Trans hump... Facing the doors or on the top? If your gunna mount them on the side it's gunna be pretty worthless. What's wrong with your door pods? Without doing some heavy custom work those actually are the best place for speakers in your gen ranger. And if you amp them in that spot they will perform quite well.

Also I have never been a fan of 8" subs
You would probably need a shallow mount and shallow mount 8s are pitiful in my book. I have a shallow mount 10 in a custom f.g. Box behind my passenger seat and it hits hard enough with the little bit of rap I listen to but rocks with the rock and county blend I listen to 95% of the time. Also I have seen mdf boxes that fit well and perform well.
Also a shallow mount 10 and 8 are about the same price.
 
my buddy just got two pioneers 6x9s a 12 inch fosgate with a shallow mount box and a 1100 watt renegade 4 channel amp in his 83 standard cab ranger, he has the 6x9s in the door and the sub behind the drivers side of the bench and i can tell u that thing hits on any song u throw at it. he got the whole setup for 250 on sonic electronics, the amp alone costs 179 bucks online so u should get that setup if u wanna have a great system for cheap, just make sure u get ur amp tuned proffesionally cause im sure since ur new u cant tell by the sound. good luck
 
You can get a shallow mount Memphis 10 for decent prices. They sound really good and don't require much power. The doors are your best bet for the 6 1/2s. They will sound alot better than in the trans hump box..

Sent from my SCH-I500 using Tapatalk
 
an 8 will hit cleaner but not as deep a 10 is medium a 12 is harder bass and a 15 is more bass than clear music.u can get a shallow mount sub to put in the back and coustom build u a box to spec cause its easier to to buld a box than most ppl think. but with an 8 i will tell u if u set it up right u could easily win competions even tho u dont wanna.

This is wrong.

They will all play just as "deep" and "clean" as each other. Think of a subwoofer, or any speaker for that matter, as an air pump. The larger the air pump, the more air it will move. Frequencies are just the rate at which the cone on the driver moves. A 2" driver can play a 20hz tone, it just may be inaudible because it lacks the surface area to move enough air.

Knowing this, we can accurately determine a couple things. How the two will compare volume wise at full excursion (full cone movement) and how much power it will take to get there.

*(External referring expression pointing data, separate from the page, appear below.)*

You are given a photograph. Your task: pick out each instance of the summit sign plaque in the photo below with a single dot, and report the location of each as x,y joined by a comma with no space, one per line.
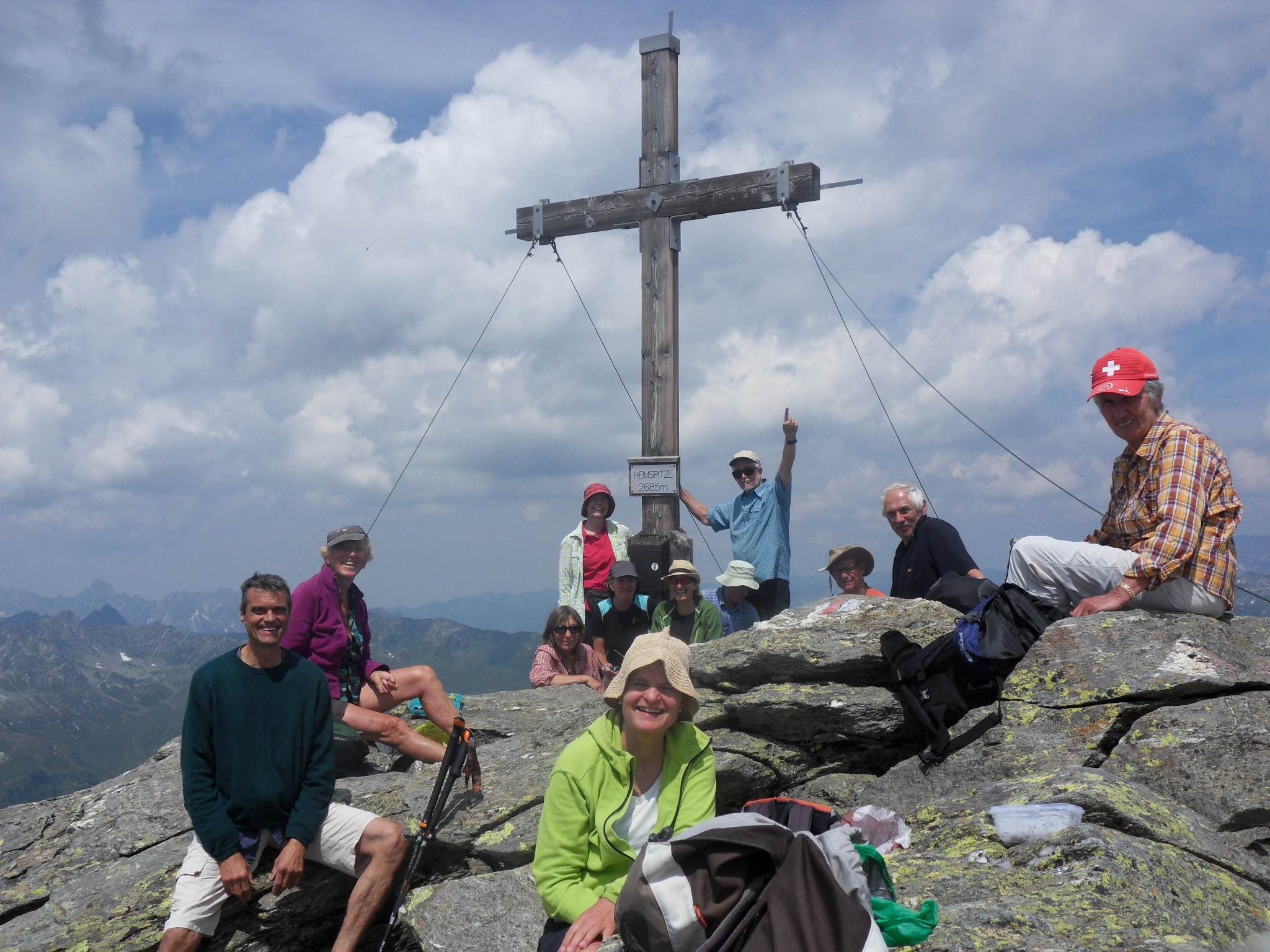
654,475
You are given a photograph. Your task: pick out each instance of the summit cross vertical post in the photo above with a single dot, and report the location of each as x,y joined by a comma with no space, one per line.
657,207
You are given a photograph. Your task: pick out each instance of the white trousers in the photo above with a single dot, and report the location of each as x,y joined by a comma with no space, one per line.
1066,573
198,895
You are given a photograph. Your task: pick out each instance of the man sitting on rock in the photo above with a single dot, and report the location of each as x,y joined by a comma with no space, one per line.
618,620
258,771
928,549
850,566
1166,541
735,584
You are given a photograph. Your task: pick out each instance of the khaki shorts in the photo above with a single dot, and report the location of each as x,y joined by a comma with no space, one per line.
198,895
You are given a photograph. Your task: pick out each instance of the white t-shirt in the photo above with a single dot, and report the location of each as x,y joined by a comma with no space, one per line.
639,822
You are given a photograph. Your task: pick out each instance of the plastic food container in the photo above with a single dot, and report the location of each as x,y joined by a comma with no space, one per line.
1019,824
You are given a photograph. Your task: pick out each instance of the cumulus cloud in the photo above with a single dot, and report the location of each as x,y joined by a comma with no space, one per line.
69,190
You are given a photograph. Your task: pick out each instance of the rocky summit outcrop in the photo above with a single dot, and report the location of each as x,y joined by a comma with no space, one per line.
1158,726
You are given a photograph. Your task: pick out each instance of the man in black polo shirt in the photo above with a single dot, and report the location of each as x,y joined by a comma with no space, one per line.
928,547
620,619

Most situations, even your 1000 watt amp is only putting out 10% of that. So, you only need "big power" when you are running high volumes. This requires a lot of draw from your electrical system (hence headlight dimming). An easier way to get volume and not have such a pull on your electrical system is to increase surface volume.

That is the difference between an 8 and a 12. 12 offers you more surface volume equating to higher volumes. Now, if you run out and buy one of those huge power subs (highly inefficient because of the large amounts of mass making up the cone) you in essence offset the gain you got by using larger surface area.

I would find a high sensitivity/low power 10" sub. (Unless your real goal is to rattle your neighbors windows).

http://goo.gl/XKvFX

A sub like that would allow you to get plenty of bass in a vehicle, Good sensitivity and a light weight cone. Should only need a 200 watt amp to reach close to max excursion.

It will save you some money (cheaper sub/amp) and save your electrical system.:icon_cheers:
 
And you don't need to do this. There is nothing to tune, other than setting the gain and that is pretty simple.

I think what he was talking about is setting crossover and filter settings. Not alot of people can actually tune in a system, and even some professionals have a problem tuning by ear so if he wants every thing to be set for the absolute best performance he could have it tuned in by a shop with an oscilloscope. Though unless his ear is that of a studio engineer he could probably tune it to where he likes it with a little reading and basic understanding of the settings.

All of this providing he has the ability in the headunit and amp to adjust this.